Jamais ele deixou de procurar em várias bocas e corpos aquilo que tamparia seus vazios. Ela disse isso a ele. Mas tudo que vivera depois dela não tinha talvez o mesmo compromisso que agora, quando ele apresentava à família a pessoa da vez. Já teve casamento para rede social, mas para a família não tinha apresentado ninguém. Se isso significa amor eterno, compromisso e todo o resto, está então feito. Família Margarina na foto do perfil.
Mas as cartas dela não são de censura a ele. Não, ela acha que ele tá certo, porque com a carência que ele tem, não lhe restaria nada mais a fazer. Mas ela sabe que só agora entendeu a carência dele. Antes ela não sabia, ela não via. Pouco observadora e desligada. talvez pensando também no próprio umbigo.
Entretanto, ela precisa falar-lhe, ela talvez precise ainda falar para ele tudo, tudo que não teve coragem, por ser também orgulhosa.
Quando durante esse tempo decorrido eles tiveram uma pequena recaída, quando ele a beijou e passaram mais algumas noites juntos, ela não lhe conseguiu dizer o qual prazeroso foi. O quanto ela o amou plenamente naqueles dias de entrega. E nem ele entendeu, ou ele teve medo de se entregar, embora tivesse sido ele a dar a partida com um beijo.
Tudo isso é contexto de suas cartas, que trazem um lamento de alguém que ama e não é correspondido, alguém que está cansado de sentir o que sente, que se esgotou de um sentimento infantil, que pensa racionalmente na dependência que esse amor lhe causou que ela não conseguiu entender até a escritura das cartas, onde mostra que já perdeu a esperança, achando que ninguém mais vai aparecer, que ela não tem um caderninho de EX para acionar quando sozinha como ele faz.
Contextualizada a questão vamos às cartas:
"Hoje senti tanta saudade, foi uma espécie de nostalgia de algo que eu não saberia explicar. Eu sei que você sequer tem lembranças de mim no seu dia-a-dia, mas eu não passo um dia que não me lembre de você todos os dias. Tem dia que choro ainda, mesmo depois de tantos anos.
Acho realmente que durante 5 anos eu embotei todo esse sentimento. Dizia para mim que não te amava, mas era mentira. Dizia e aceitava tudo que você fazia de longe. Te ajudei o que pude, perto ou longe, sabendo que você estava em outras relações por várias vezes.

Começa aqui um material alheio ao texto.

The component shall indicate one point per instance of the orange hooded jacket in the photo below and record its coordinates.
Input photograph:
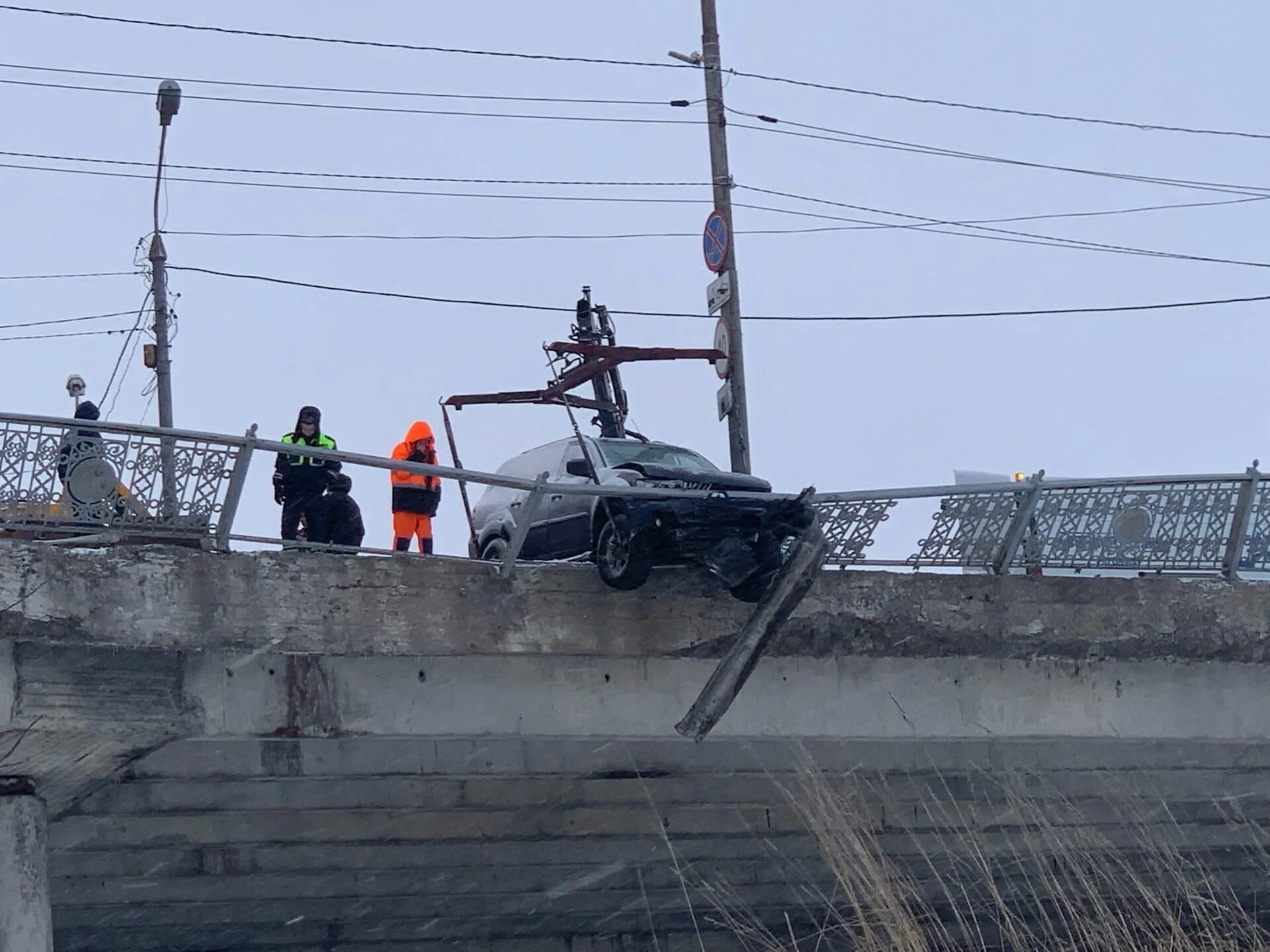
(413, 493)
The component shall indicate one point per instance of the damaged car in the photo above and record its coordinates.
(740, 537)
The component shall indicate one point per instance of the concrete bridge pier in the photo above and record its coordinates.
(26, 914)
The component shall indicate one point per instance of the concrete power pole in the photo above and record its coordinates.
(168, 104)
(738, 418)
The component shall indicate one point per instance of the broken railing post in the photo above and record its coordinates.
(783, 596)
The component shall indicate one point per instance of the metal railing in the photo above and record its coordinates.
(74, 479)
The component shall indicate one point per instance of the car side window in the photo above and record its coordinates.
(573, 452)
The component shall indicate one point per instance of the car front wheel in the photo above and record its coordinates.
(494, 550)
(625, 560)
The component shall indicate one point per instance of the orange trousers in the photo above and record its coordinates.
(407, 526)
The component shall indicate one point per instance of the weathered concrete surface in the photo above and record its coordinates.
(341, 606)
(26, 914)
(560, 844)
(399, 754)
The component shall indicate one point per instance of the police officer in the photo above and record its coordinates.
(299, 480)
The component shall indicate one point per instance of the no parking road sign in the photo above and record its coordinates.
(714, 241)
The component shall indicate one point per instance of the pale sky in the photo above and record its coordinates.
(839, 405)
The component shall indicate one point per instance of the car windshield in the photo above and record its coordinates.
(632, 451)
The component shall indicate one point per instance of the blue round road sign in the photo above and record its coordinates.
(714, 241)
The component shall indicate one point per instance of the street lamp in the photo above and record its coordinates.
(168, 103)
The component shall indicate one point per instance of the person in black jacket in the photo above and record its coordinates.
(338, 521)
(299, 480)
(78, 447)
(80, 444)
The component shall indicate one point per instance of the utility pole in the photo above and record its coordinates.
(716, 121)
(168, 104)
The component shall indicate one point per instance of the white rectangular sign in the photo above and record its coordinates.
(724, 397)
(719, 292)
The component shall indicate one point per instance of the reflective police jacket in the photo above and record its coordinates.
(300, 473)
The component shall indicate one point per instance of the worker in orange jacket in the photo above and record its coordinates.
(414, 498)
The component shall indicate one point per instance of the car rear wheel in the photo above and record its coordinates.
(625, 560)
(773, 554)
(494, 550)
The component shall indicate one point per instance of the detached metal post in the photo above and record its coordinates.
(234, 494)
(1017, 527)
(783, 597)
(1240, 524)
(462, 484)
(523, 526)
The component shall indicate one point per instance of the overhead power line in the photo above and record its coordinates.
(347, 91)
(52, 277)
(647, 63)
(1005, 111)
(429, 299)
(356, 175)
(351, 107)
(697, 235)
(634, 200)
(923, 222)
(75, 334)
(343, 41)
(67, 320)
(773, 125)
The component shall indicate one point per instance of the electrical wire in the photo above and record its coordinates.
(925, 222)
(397, 295)
(1005, 111)
(349, 107)
(66, 320)
(343, 41)
(345, 91)
(697, 234)
(51, 277)
(857, 139)
(75, 334)
(361, 190)
(136, 329)
(353, 175)
(646, 63)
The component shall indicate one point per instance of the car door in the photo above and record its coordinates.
(538, 542)
(570, 514)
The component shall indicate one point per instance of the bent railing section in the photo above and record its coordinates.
(77, 477)
(66, 479)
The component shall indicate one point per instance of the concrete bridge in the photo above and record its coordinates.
(313, 752)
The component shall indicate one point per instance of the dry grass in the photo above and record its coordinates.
(1021, 869)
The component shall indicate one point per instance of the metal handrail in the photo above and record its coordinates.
(1193, 524)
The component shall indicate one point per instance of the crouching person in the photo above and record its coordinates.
(338, 518)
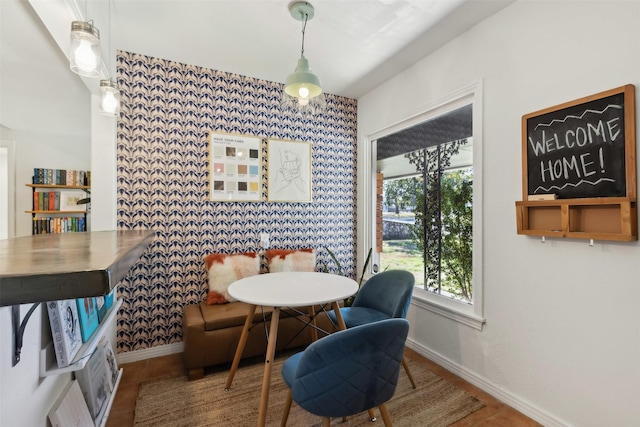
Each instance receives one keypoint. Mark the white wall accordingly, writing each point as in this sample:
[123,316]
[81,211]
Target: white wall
[562,335]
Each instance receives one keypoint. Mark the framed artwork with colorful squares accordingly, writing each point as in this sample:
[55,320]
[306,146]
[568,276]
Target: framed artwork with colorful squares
[235,163]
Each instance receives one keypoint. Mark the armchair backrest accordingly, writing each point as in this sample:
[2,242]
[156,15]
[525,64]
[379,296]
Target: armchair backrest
[350,371]
[388,292]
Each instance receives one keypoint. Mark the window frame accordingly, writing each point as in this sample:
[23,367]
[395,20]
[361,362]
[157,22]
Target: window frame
[472,314]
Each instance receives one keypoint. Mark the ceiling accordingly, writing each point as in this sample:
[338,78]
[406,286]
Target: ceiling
[352,45]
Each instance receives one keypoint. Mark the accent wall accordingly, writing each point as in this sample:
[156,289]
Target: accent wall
[163,173]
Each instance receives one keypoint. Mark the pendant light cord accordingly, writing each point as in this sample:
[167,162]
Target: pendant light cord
[304,27]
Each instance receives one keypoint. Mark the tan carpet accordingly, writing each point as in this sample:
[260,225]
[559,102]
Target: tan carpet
[178,402]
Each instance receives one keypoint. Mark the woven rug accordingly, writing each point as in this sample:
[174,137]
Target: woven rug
[176,401]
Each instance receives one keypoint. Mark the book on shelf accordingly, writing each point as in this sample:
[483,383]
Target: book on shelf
[94,383]
[102,308]
[47,176]
[70,409]
[65,330]
[88,315]
[69,200]
[43,225]
[110,359]
[109,298]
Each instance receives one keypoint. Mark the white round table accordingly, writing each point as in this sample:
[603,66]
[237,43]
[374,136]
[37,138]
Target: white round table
[292,289]
[286,289]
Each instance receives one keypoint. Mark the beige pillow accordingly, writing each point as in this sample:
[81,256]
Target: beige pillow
[291,260]
[224,269]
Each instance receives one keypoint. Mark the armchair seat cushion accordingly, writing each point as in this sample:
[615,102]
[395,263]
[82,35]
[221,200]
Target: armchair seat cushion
[356,316]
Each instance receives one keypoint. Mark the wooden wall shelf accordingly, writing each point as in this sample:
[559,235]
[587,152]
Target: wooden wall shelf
[603,218]
[567,153]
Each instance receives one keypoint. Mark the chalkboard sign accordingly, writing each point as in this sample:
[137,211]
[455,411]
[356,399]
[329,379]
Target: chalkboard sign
[581,148]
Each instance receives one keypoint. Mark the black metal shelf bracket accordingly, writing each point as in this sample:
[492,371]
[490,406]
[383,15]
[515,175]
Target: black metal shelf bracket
[18,329]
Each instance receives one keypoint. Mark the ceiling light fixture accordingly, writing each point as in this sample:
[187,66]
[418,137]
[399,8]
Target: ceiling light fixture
[109,90]
[84,58]
[302,90]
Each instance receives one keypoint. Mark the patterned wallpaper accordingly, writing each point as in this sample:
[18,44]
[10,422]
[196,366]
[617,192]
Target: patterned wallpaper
[163,173]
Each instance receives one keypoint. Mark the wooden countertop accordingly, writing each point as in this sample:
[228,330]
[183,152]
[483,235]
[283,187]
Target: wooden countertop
[49,267]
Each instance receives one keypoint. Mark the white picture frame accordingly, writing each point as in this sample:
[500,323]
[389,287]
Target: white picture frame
[69,199]
[235,168]
[289,171]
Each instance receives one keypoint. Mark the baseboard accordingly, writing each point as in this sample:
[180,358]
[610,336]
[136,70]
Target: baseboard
[150,353]
[499,393]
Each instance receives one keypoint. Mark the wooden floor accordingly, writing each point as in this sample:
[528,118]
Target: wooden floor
[493,414]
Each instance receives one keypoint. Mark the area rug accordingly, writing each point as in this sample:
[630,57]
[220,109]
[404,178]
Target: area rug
[176,401]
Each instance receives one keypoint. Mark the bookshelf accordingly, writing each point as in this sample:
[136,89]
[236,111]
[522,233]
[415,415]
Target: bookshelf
[55,216]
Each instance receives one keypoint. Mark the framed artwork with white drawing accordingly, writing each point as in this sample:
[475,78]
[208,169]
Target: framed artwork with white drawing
[289,171]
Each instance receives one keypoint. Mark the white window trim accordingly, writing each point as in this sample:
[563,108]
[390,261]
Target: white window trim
[471,315]
[7,191]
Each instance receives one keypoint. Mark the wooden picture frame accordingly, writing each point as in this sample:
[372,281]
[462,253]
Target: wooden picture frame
[235,167]
[289,171]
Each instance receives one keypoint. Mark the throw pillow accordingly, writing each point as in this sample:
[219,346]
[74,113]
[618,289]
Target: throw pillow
[291,260]
[225,269]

Não sei porque eu fazia aquilo, talvez na esperança de você reconsiderar a decisão de ter me abandonado, de ter fugido me deixando com a bola quente na mão. Eu sei que para sua fuga você criou uma narrativa desconsiderando tudo, sem me consultar e sendo egoísta como se só você tivesse sofrido com o que aconteceu, por culpa exclusivamente sua.
Eu jamais falei isso, mas toda culpa foi sua. Eu te defendi o tempo todo, para todos, julguei que você estava doente para te mandar para casa, mas tudo para te proteger. Mas você jamais entendeu. Você conseguiu em uma semana sair do " quero casar contigo" para "deixa-me viver em paz". Não sei se esperando que eu não deixasse e te pedisse para reconsiderar, mas eu estava tão esgotada com todos os problemas que por sua causa eu tive, que não tive como pedir. E você ficou com raiva, me ignorou ficou magoado comigo e arrumou a primeira Ex, que só fui saber um ano depois.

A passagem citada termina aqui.